Dangerous use of biblical texts 

When Rabbi Trachtenberg wrote his book in the United States in 1943, he knew about the persecution of Jews in Europe but did not yet know about its extreme manifestations in the Holocaust. He understood that Christian anti-Jewish expressions were the  result of deep-rooted ideas and stereotypes, many of which unfortunately go back to interpretations of biblical texts. The most harmful of these is the dehumanisation of Jews as children of the devil. More than eighty years after Trachtenberg, and almost eighty years after the end of World War II, the devil is still popular in this context: many conspiracy theories refer to satanic practices that involve drinking blood and sacrificing children: all things Jews were accused of in the Middle Ages.
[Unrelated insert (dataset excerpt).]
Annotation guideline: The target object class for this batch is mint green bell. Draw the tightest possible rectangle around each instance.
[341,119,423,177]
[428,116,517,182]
Even today, Jews are often the target of such theories. Recent examples include two cases of anti-Semitic attacks in the United States: at the anti-Semitic rally in Charlotteville in 2017, posters with John 8:31-47 were seen, as well as the text "Jews are children of Satan," and the social media profile of the gunman who killed 11 people in the Pittsburgh synagogue in 2018 also featured John 8:44. 

Can biblical scholarship counter this?  

As biblical scholars, we should be very alert at the use of biblical texts in violent, racist and anti-Semitic contexts. We should not “interpret away” the potentially dangerous connotations of these texts. At the beginning of this blog, I referred to John's gospel as a rhetorical text. The author had a specific intention with his argument: namely, to convince (other) Jews of his time to join the new covenant and accept Jesus as son of God and messiah. By his words he also warned against what would happen if you would not want to follow this path. Therefore, the words the author of the gospel puts in Jesus' mouth are primarily John's rhetoric and may not even go back to the historical Jesus. Later, this gospel, along with the rest of the New Testament books, was canonized as the "word of God." For many, this means that it conveys an eternal, unchanging truth, independent of historical or literary context. This was the case with the Church Fathers, and with Luther, and even today there are still people who use the Bible in this way. Especially when this is done with negative intentions, it can have very harmful consequences. 

Academic Biblical scholarship has developed tools to recognise literary genres in Biblical texts, such as rhetoric, and disputation. We can use these tools to warn against fundamentalist use of Biblical texts, but also of the writings of, for example, Chrysostom and Luther, especially where this has potentially very dangerous effects.  

Lieve Teugels is Marko Feingold fellow at Paris Lodron University in Salzburg, Austria, until the end of this year. Her assignment is to research anti-Semitism in pre-modern times. In that context, she examines Christian anti-Jewish images, iconographically and in texts. One of the connections that often comes up in those images is the connection between Jews and the devil.

Sources

  1. Joshua Trachtenberg and Marc Saperstein, The Devil and the Jews: The Medieval Conception of the Jew and Its Relation to Modern Anti-Semitism, 2nd edition. (reprint: Philadelphia: Jewish Publication Society, 2002). 
  2. Adele Reinhartz: https://www.jcrelations.net/articles/article/children-of-the-devil-john-844-and-its-early-reception.html 
  3. Kathleen Gallagher Elkins, “The Jews as “Children of the Devil” (John 8:44) in Nazi Children’s Literature. Biblical Interpretation, 31/3 (2022), 374-390.